A abordagem do círculo de valor
Esta mudança é o fundamento do que meus colegas e eu chamamos de abordagem da negociação segundo o círculo de valor. É o que acontece quando duas partes se encontram e cooperam para solucionar um problema – como decidir sobre um contrato, criar os parâmetros para um novo trabalho ou definir as condições de uma nova sociedade. Juntas, elas aprofundam as questões e cooperam na busca de compreender inteiramente os interesses mútuos subjacentes, criam opções que atendam aos principais interesses de todos (inclusive de quem nem sequer está presente na sala de reuniões), discutem precedentes racionais e utilizam parâmetros externos para avaliar possibilidades – ao mesmo tempo que administram ativamente as comunicações e constroem um relacionamento de trabalho.
À primeira vista, pode parecer uma abordagem “suave” à negociação. Na verdade, é o oposto: é preciso ser duro e disciplinado para se tornar verdadeiramente criativo e aplicar critérios equilibrados na tomada de decisões. A adoção de uma abordagem de cooperação na solução de problemas não exige, nem sequer tolera, o sacrifício dos próprios interesses. É uma questão de ter clareza sobre a razão de você querer o que quer (e da outra parte querer o que ela quer) e usar essa informação para encontrar uma solução de alto valor que levará ambos aonde querem.
Meus sócios e eu desenvolvemos e aperfeiçoamos esse método durante as últimas três décadas, desde sua origem no nosso trabalho com Roger Fisher, no Harvard Negotiation Project. Nós o empregamos – junto com estruturas, listas de verificação e técnicas que compartilhamos neste guia – em negociações com diversos clientes, como empresários, líderes governamentais e estudantes em Harvard, na Tuck School of Business, da Faculdade de Dartmouth, e na Academia Militar de West Point. Ele se baseia em pesquisa e, principalmente, na prática de negociadores muito bem-sucedidos; desde os campos de batalha do Afeganistão às salas da diretoria no Vale do Silício, de Tóquio a Joanesburgo e até Berlim, de vendas e compras complexas a alianças e aquisições.
Os benefícios dessa abordagem resultam em soluções e relacionamentos de trabalho melhores, em mais apoio e adesão, e em uma implementação de soluções mais exitosa.
É claro que também há desafios. A abordagem requer mais preparo, habilidades mais profundas e muita disciplina. É provável que você tenha que dedicar um bom tempo antes da negociação para repensar suas necessidades, as necessidades da outra parte, as opções criativas e assim por diante. Nem toda negociação se conclui em uma única sessão. Algumas podem exigir muitas reuniões, com intervalos entre elas, para que as partes refaçam as questões, se reagrupem ou revisem o plano. É preciso disciplina para controlar as reações – evitar respostas impensadas ao que a outra parte talvez faça ou diga – e seguir em frente na direção desejada. Quando o trabalho dentro do círculo de valor é iniciado, até a negociação mais simples exige que você pense antes, durante e depois.

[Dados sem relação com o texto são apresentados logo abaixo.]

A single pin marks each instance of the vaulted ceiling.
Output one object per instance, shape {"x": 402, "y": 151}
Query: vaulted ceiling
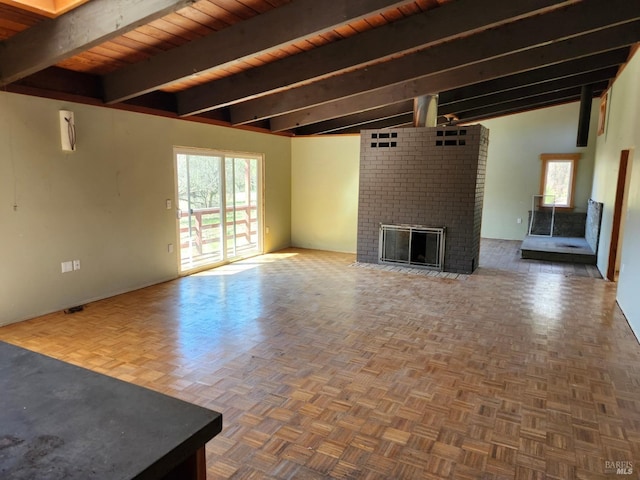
{"x": 312, "y": 67}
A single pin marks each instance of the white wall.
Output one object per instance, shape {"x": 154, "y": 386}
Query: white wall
{"x": 105, "y": 203}
{"x": 514, "y": 167}
{"x": 324, "y": 192}
{"x": 622, "y": 132}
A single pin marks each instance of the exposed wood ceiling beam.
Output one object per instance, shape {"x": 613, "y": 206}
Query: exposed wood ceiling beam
{"x": 403, "y": 36}
{"x": 48, "y": 8}
{"x": 92, "y": 23}
{"x": 599, "y": 61}
{"x": 260, "y": 34}
{"x": 357, "y": 119}
{"x": 589, "y": 44}
{"x": 517, "y": 36}
{"x": 574, "y": 69}
{"x": 539, "y": 101}
{"x": 529, "y": 91}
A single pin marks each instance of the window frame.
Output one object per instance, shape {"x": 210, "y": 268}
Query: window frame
{"x": 548, "y": 158}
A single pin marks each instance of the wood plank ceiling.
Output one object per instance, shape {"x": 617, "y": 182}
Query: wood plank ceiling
{"x": 309, "y": 67}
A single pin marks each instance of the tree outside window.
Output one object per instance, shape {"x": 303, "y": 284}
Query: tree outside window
{"x": 558, "y": 179}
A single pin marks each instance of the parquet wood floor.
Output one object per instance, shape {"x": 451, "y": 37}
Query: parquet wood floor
{"x": 324, "y": 370}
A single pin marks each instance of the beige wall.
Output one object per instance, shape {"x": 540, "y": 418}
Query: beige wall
{"x": 622, "y": 133}
{"x": 514, "y": 168}
{"x": 324, "y": 192}
{"x": 105, "y": 203}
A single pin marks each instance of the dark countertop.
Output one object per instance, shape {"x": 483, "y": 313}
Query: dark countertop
{"x": 59, "y": 421}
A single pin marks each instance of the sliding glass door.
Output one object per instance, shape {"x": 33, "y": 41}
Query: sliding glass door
{"x": 219, "y": 207}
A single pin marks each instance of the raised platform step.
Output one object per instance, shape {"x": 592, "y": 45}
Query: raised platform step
{"x": 558, "y": 249}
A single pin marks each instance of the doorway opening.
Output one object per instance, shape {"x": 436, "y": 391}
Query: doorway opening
{"x": 219, "y": 197}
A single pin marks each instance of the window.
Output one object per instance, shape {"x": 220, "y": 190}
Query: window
{"x": 558, "y": 179}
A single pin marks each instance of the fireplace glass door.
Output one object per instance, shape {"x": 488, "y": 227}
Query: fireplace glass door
{"x": 412, "y": 246}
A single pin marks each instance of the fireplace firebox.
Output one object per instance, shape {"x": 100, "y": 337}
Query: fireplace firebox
{"x": 412, "y": 245}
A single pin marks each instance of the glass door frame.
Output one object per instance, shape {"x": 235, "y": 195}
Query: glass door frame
{"x": 224, "y": 155}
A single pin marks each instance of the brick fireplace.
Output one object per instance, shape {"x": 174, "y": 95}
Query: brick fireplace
{"x": 424, "y": 176}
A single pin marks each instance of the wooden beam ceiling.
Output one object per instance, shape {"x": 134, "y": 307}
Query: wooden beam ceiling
{"x": 303, "y": 67}
{"x": 255, "y": 36}
{"x": 514, "y": 37}
{"x": 588, "y": 44}
{"x": 404, "y": 36}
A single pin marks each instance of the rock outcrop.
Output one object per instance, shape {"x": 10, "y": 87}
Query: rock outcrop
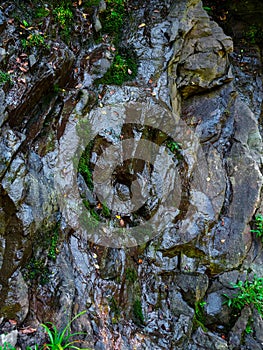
{"x": 176, "y": 156}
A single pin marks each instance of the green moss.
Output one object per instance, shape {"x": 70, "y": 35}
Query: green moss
{"x": 123, "y": 68}
{"x": 36, "y": 271}
{"x": 254, "y": 34}
{"x": 112, "y": 18}
{"x": 53, "y": 242}
{"x": 41, "y": 12}
{"x": 131, "y": 275}
{"x": 137, "y": 312}
{"x": 248, "y": 293}
{"x": 258, "y": 223}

Talvez você se sinta incomodado em utilizar uma abordagem não convencional. A outra parte também pode se sentir assim. Pode até interpretar sua disposição em cooperar como prova de fraqueza e pensar que dá para se aproveitar de você. Mas, se você seguir os conselhos apresentados aqui, isso não vai acontecer. Na verdade, você moldará a negociação e terá os resultados que deseja, que serão muito melhores do que esperava.